Which set me thinking: would he have told Hubert Selby Jnr to not write the rape scene in Last Exit to Brooklyn because he was not rape victim nor rapist? Would he have told Patricia Highsmith not to write The Talented Mr Ripley because she had no direct experience of murder? Would he have stopped Shakespeare from writing anything but the occasional poem about his early years in Stratford-upon-Avon?
I suspect not, because he would see that these were serious writers and would do what he could to encourage them. So I do not believe that he meant this joke to be taken as a general truth.
However, even if we look at the specific example he sets – that of the poet writing a break-up poem without having experienced a break-up – we can see that even this is wrong. For example, we know that Morrissey was famously celibate and had no boyfriends or girlfriends during his songwriting heyday in the 1980s.
That didn’t stop him writing one of the greatest love songs of all time, There is a Light That Never Goes Out. He was able to write this song, not because of a love that he had directly experienced, but because of his unique sensitivity to the human condition.
To give Tshaka the benefit of the doubt, he might have meant that if a writer writes about a difficult subject – a break-up; an abortion – and does not fully think through the subject, then poor quality writing is almost certainly the result. But that could equally be the case whether someone has experienced something or not – anyone who has been to a few open mic nights knows that.

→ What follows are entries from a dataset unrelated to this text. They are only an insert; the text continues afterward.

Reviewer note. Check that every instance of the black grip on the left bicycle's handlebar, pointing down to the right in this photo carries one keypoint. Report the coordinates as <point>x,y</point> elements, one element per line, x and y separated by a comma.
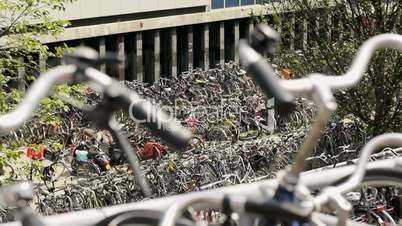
<point>159,122</point>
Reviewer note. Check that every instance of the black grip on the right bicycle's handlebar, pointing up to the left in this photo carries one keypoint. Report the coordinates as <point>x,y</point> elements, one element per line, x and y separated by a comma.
<point>264,75</point>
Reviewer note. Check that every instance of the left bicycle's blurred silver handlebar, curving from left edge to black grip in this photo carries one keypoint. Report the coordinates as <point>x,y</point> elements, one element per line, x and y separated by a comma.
<point>156,120</point>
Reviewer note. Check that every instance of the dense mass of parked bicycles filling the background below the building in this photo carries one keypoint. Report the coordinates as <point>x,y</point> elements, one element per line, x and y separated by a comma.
<point>89,153</point>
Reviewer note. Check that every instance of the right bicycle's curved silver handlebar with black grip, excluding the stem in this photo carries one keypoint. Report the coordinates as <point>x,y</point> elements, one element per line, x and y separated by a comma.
<point>286,90</point>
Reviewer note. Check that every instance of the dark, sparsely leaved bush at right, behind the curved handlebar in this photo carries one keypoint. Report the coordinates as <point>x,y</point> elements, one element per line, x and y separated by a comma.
<point>336,29</point>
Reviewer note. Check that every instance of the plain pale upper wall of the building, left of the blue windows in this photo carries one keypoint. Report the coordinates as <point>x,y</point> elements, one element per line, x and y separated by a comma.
<point>85,9</point>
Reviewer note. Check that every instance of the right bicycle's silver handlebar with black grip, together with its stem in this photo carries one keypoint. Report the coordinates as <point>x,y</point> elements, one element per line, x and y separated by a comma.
<point>316,87</point>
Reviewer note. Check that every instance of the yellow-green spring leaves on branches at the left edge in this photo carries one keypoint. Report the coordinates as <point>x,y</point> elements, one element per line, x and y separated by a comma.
<point>22,22</point>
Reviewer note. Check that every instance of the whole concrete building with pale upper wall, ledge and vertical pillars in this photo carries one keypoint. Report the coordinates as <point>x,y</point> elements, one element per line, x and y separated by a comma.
<point>158,38</point>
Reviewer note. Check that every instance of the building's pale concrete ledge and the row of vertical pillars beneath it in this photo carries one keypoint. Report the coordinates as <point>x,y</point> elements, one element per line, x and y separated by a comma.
<point>167,45</point>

Tshaka Campbell has been writing poetry for 20 years. The crowd was full of people there to see him, the headline act. Many were no doubt writers or aspiring writers, likely to be influenced by this charismatic performer and therefore take his ill-judged joke seriously.
I would be really sad if an aspiring writer came away from that night and decided to steer clear from daring, imaginative work, and write only from their own experience, because they believed it more artistically credible to do so.
The present glut of poets, and Campbell is not one of them, who seem to only write in the first person, suggests that the ‘only write from your own experience’ philosophy has its adherents. What I would like to see is more poets bravely experimenting with different styles and techniques – developing characters, writing from unusual perspectives, using satire and irony – before hitting upon a style which suits them.
As the songwriter Conor O’Brien, from the band Villagers, said in a recent interview:
“It was Dylan who made me realise that you could just lose your mind a little bit, and sometimes when you’re adventurous and you have that spirit in you something quite fundamental comes out.”
Which seems like a much better piece of advice for a writer than telling them what is off limits.
So perhaps Tshaka Campbell should impose a small limitation upon himself: stick to performing his often brilliant poetry, and leave the jokes to the comedians.